Real Estate Agent Expenses You Should Be Meticulously Tracking
If you aren’t tracking your business expenses or waiting to the last minute to recreate a year’s worth of traveled miles, phone bills, office supplies purchased, or any other deductible expenses, you may be missing out on significant savings.
Expense Tracking for Agents
Whether you’re self-employed or working for a brokerage from your home office, there are a number of expenses you should be tracking. And, with a smartphone and the wide variety of available expense tracking apps such as BizXpenseTracker, Expensify, Shoeboxed, etc. capturing these expenses has never been easier. Don’t wait to the eleventh hour. Start tracking these expenses now:
Cost of Doing Business
Maintaining a home office, computer equipment, and cell phone expenses are some of the expenses you may be able to deduct.
- Home office – As a sole proprietor, your home office must be your principal place of work and used exclusively for business. If you are an employee using a home office, you may qualify for a deduction if the space is used for the convenience of your employer. To calculate the size of your home office deduction use the total square footage of your home / divided square footage used as an office = the percentage of direct and indirect expenses (rent, utilities, insurance, repairs, etc.) that can be deducted.

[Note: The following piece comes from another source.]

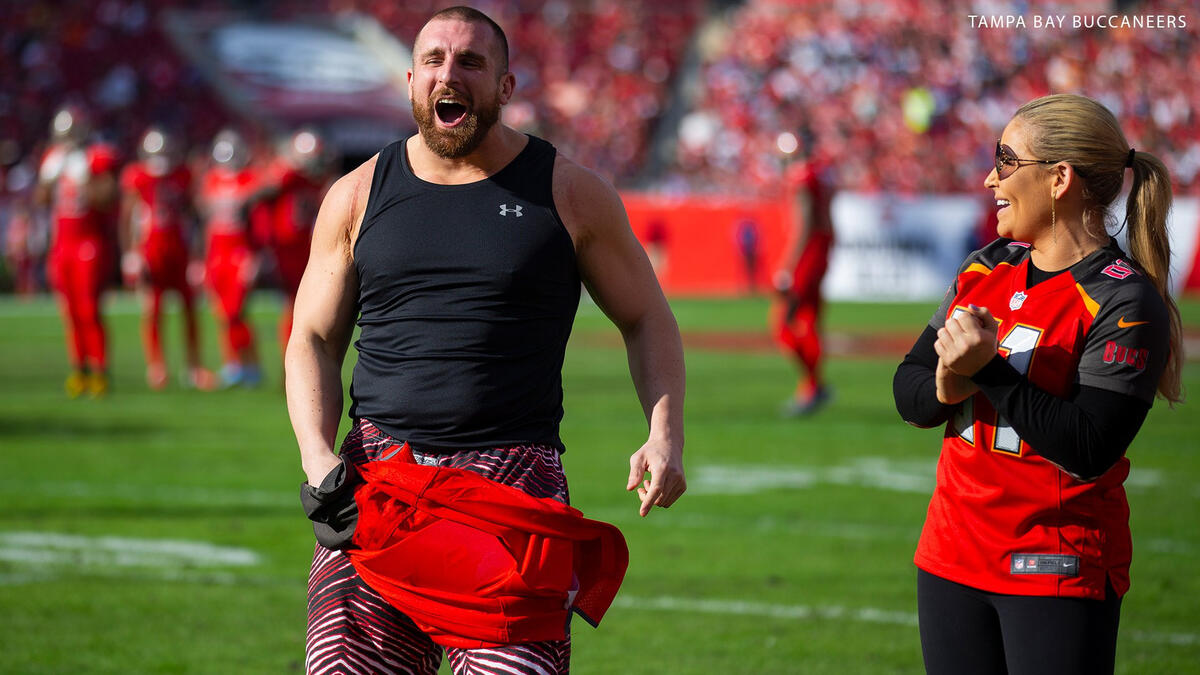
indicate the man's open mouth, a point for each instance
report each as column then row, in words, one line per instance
column 450, row 111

- Business insurance – Health insurance, business auto may be deductible.
- Professional services – Includes outside consulting fees, accountant, tax prep, etc.
- Office supplies – Paper, pens, printer ink, folders, and binders purchased throughout the year. Does not include items purchased and used as promotional items.
- Computer, tablet, business furniture, and other equipment – Depreciation for capital equipment has dropped from 50 percent to 40 for 2018. This deduction will no longer be available beginning in 2019.
- Software – You may deduct the full cost of small business software.
- Cell phone/cell plan – Deduct for exclusive business phone and the cost of calls.
- Vehicle and mileage – You may choose between deducting your actual vehicle expenses — gasoline, maintenance, parking, tolls — or use the IRS standard mileage rate of 54.5 cents per mile.
- Meals – Take 50% of business related meals.
- Photocopying and printing
- Bank charges – Fees charged to your business account may be deductible
- Courier services – Shipping expenses directly related to your business
Sales & Marketing Expenses
So much of your day is focused on finding new business. Many of the costs associated with developing new business are often deductible. These include:
- Advertising, including, signs, flyers, brochures, door knockers, etc.
- Business cards
- Client gifts
- Open houses
- Website design and development
You may deduct the cost of business-related educational events including seminars, conferences, and workshops.
The Trump administration’s Tax Reform Act was passed in December of 2017 and went into effective as of January 29, 2018. The fast implementation of the new bill has raised many questions, which even the IRS has yet to completely answer.
For example, as part of the new law, rules regarding pass through businesses including sole proprietorships, partnerships, LLCs and S-Corps, may now be eligible to deduct a full 20% of their “qualified business income.”
We are not tax professionals, so for more details, consult with your accountant, tax professional, or visit IRS.gov , to see if you qualify and confirm that all the expenses you’re deducting are applicable prior to filing your return.
You work hard throughout the year and spend to invest in the success of your business. You deserve to take the legitimate deductions available to you. Track the above expenses. It won’t hurt, even if you find that some may no longer be deductible. When tax time comes, the last thing you want to do is leave money on the table.